Aside from a few police officers trying to control crowds at a gas station or direct traffic, there was virtually no sign of any authority in Port-au-Prince. The capital seemed remarkably calm three days after being devastated by a magnitude 7.0 earthquake, despite the growing frustration of people with no food, water or shelter.

The United Nations estimated that in the worst-affected areas of Port-au-Prince, as many as half the buildings were damaged or destroyed.

More than 100 members of the Army's 82nd Airborne Division were in place. U.S. officials said the military deployment would include 4,000 to 5,000 sailors on ships, including the aircraft carrier Carl Vinson, plus 3,000 soldiers and 2,000 Marines on the ground.

The U.N. appealed for $550 million to provide food, water and shelter to the victims. At least 37 U.N. personnel, part of a large, long-standing contingent in Haiti, were killed in the quake and 300 others still were unaccounted for, officials said.

Some aid made it through the obstacles. Water was being distributed from trucks in certain areas, a U.N. team distributed water-purification tablets, and French aid workers visited tent cities to see what people needed most.

Michelle Chouinard, Haiti director for Doctors Without Borders, said the group hoped to set up medical tents and perform surgeries. For now, though, its workers could offer only the crudest help: bandages and some floor space or furniture for the seriously injured.

Laura Blank of the aid group World Vision, which was expecting 18 metric tons of aid to arrive on a flight Friday evening, said that like most Haitians, the agency was having problems finding fuel.

"If we don't have gas in the cars, we can't get anywhere, and who has time to sit in a gas line all day?" Blank said as workers at the agency compound moved boxes of latex gloves and gauze as well as plastic bags containing clothes and hygiene supplies out of a warehouse where they had been stashed for hurricane season. The agency began distributing the items to nearby churches and clinics after the quake, and was one day away from running out.

Even the incoming aid, such as portable cooking kits and containers for water, would be of limited help if they could not find water to fill the containers, and the proper food for the cooking kits.

"The biggest crisis obviously is how do you get the resources all over the place?" said David Lipin of San Carlos, Calif., commander of the 40-member disaster medical assistance team sent in from California.

Officials and analysts said the speed with which aid is delivered will be key to preventing people from turning violent in their desperation -- at a time when Haiti's government is almost nowhere to be seen.

Alex Puig, a security expert for International SOS, a Philadelphia-based risk management firm working in Haiti, said some violence was likely, despite the presence of U.S. forces. "It's going to be a tough, long road, " he said.

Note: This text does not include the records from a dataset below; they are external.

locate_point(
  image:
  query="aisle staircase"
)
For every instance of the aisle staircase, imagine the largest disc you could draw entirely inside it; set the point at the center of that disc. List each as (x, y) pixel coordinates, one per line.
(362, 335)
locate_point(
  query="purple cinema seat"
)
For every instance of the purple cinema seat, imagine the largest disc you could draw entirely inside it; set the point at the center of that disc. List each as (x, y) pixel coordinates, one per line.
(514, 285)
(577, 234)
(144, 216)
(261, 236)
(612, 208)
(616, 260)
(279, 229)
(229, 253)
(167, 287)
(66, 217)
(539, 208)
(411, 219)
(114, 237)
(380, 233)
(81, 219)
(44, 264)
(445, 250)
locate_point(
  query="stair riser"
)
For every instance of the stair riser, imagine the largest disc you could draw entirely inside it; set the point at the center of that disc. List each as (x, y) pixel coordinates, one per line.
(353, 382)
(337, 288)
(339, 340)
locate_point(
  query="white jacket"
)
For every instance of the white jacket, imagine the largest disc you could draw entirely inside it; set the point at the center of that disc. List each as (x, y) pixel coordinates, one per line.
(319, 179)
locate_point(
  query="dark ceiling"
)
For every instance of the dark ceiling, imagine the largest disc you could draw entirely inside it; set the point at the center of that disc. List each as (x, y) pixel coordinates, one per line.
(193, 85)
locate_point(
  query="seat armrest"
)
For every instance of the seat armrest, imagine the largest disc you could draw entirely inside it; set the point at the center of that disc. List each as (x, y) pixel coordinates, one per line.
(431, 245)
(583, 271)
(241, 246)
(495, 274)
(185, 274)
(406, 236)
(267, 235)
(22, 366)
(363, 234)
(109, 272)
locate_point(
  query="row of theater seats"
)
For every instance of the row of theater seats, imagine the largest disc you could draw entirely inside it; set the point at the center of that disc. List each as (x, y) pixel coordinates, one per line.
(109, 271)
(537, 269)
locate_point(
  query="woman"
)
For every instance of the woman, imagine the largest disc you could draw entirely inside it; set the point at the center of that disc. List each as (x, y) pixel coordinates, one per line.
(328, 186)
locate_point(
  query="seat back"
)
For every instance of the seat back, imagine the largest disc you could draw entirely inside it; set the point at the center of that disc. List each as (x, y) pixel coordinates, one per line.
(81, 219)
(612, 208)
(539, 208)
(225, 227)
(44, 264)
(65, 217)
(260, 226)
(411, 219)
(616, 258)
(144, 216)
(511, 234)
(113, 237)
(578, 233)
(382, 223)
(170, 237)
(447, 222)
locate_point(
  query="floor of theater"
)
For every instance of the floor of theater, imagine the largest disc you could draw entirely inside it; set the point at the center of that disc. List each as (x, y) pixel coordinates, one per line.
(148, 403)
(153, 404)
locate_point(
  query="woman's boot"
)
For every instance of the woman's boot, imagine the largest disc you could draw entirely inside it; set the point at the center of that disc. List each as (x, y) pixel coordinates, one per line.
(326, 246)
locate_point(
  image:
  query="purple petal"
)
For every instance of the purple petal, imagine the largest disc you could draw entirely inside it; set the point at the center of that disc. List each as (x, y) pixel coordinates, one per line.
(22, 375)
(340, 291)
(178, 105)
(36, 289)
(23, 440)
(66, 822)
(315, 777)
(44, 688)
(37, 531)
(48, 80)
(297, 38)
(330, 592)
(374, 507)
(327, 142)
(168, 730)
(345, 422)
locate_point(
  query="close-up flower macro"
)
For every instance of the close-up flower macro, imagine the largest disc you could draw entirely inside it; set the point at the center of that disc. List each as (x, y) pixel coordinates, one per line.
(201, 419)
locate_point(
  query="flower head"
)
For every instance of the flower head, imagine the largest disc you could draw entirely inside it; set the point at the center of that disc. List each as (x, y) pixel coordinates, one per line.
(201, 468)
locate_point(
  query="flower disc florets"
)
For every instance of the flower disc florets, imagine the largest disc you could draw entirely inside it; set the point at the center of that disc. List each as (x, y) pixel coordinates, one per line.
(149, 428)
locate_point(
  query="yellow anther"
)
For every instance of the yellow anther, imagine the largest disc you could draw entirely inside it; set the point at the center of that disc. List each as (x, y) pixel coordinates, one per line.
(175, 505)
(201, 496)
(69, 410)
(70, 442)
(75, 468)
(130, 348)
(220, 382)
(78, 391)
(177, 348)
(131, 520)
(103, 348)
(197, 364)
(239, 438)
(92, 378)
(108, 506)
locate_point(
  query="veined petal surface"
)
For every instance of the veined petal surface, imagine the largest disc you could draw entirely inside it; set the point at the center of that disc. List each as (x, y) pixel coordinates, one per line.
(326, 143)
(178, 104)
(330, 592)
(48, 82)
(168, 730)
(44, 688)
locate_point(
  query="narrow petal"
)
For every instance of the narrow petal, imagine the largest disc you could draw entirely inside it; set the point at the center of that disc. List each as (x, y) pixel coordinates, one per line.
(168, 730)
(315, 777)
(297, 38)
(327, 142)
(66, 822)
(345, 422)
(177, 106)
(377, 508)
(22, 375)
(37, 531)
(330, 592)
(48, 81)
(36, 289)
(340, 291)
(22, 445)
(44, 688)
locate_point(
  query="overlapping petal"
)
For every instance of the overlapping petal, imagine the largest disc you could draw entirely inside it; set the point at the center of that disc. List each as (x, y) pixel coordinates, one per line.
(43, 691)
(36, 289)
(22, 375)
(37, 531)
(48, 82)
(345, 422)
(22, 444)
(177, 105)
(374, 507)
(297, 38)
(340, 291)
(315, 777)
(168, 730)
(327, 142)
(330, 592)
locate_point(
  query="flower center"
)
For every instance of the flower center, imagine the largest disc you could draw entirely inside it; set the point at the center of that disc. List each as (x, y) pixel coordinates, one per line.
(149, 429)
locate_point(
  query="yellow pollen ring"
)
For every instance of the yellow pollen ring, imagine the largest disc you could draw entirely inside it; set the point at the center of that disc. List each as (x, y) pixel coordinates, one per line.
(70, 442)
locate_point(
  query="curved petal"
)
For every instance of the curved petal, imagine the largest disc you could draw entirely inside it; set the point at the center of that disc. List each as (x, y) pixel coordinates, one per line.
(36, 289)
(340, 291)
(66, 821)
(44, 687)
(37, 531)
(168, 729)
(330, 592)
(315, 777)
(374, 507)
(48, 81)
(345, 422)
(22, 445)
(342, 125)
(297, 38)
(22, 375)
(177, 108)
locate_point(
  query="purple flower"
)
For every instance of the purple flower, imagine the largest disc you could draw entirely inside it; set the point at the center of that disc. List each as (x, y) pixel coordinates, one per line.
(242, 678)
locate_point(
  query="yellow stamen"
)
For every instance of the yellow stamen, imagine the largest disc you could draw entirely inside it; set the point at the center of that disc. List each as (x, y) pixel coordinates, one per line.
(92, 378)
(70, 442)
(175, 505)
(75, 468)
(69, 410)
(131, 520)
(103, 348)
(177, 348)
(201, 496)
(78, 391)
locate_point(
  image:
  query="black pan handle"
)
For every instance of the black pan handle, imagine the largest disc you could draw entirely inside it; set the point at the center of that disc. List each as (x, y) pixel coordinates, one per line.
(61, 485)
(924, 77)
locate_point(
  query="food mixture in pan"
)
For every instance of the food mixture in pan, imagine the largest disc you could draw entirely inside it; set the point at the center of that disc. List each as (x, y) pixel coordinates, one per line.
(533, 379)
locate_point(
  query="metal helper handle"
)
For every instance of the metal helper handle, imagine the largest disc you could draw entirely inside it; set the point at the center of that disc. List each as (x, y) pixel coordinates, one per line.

The scenes of devastation prompted Haiti's deposed former president, Jean-Bertrand Aristide, to offer to return. Speaking to reporters in South Africa, where he lives in exile, Aristide said he felt a need to try to save the lives of victims, but he refused to take questions on whether he planned to fly to Haiti without an official invitation.

"We are ready to leave today, tomorrow, at any time, to join the people of Haiti, to share in their suffering, help rebuild the economy, moving from misery to poverty with dignity," Aristide said, reading a statement in an almost inaudible whisper.

Aristide, 56, became Haiti's first democratically elected leader in 1991 but was ousted in a coup led by the army later that year. He regained power in 1994 and was reelected president in 2000, before being toppled again in a violent 2004 coup. Aristide took asylum in South Africa but could face legal charges if he returned to Haiti.